High Availability PostgreSQL

Teams on Render can enable High Availability (HA) for PostgreSQL databases on a Pro instance type or higher.

When you enable HA, Render maintains a separate standby instance of your database that asynchronously replicates the state of your primary instance:

Render
Your other
services
Primary
🟢
Standby
🟢

The standby runs in the same region as the primary. To maximize availability in the event of a major disruption, the two instances are always geographically separate within their region (on the order of tens of kilometers).

If a critical issue causes your primary instance to become unavailable for 30 seconds, Render detects this and automatically fails over to the standby to keep you up and running:

Render
Your other
services
Primary
Standby
🟢

This process takes a few seconds, after which the standby instance becomes the new primary (now hosted at the same URL as the original primary). When the degraded instance becomes healthy again, it becomes the new standby.
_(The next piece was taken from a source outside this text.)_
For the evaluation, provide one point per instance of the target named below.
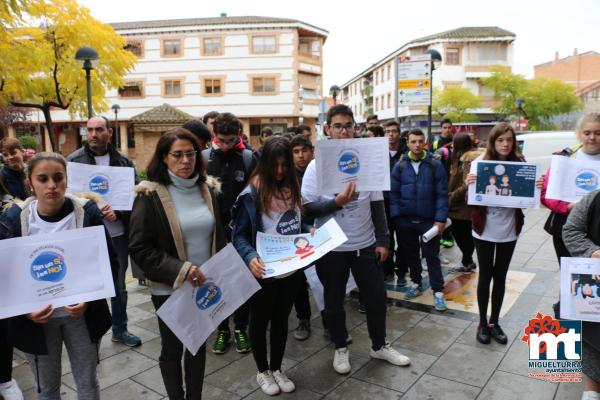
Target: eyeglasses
(98, 129)
(340, 127)
(180, 154)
Your standby instance always uses the same instance type as your primary instance and is billed accordingly.

Prerequisites

For your database to support high availability, it must:

  • Belong to a team account
  • Use the Pro instance type or higher
  • Use PostgreSQL version 13 or later

Setup

Enabling HA requires a database restart! This makes your database temporarily unavailable (usually for less than five minutes). Schedule your activation of this feature accordingly.

  1. In the Render Dashboard, select your database and open its Info page.

  2. Scroll down to the High Availability section and toggle the switch:

    Enabling HA PostgreSQL

  3. A confirmation dialog appears. Review the details and then click Enable HA.

That’s it! Your database will restart with HA enabled.

Failover

Failover refers to the process of swapping out your primary database instance for your standby instance.

Render performs failover automatically when your primary instance becomes unavailable, and you can perform a manual failover for testing purposes. In all cases, failover takes just a few seconds, after which your other services can reconnect to your database.

Automatic failover

Render automatically triggers a failover to your database’s standby instance whenever your primary instance becomes unavailable for 30 seconds.

Your primary instance might become unavailable because:

  • The node running the instance becomes unresponsive or goes down.
  • A network disruption prevents communication with the instance.
  • The PostgreSQL process itself crashes.

Automatic failover might fail to preserve a small number of the most recent writes to your degraded primary instance. For details, see Limitations of HA.

Manual failover

Manual failover is intended for testing and compliance purposes. Automatic failover handles scenarios where your primary instance becomes unavailable.

You can manually trigger a failover to your database’s standby instance from the Render Dashboard. You might want to do this to test out reconnection behavior for your apps, or to demonstrate failover capabilities for compliance purposes.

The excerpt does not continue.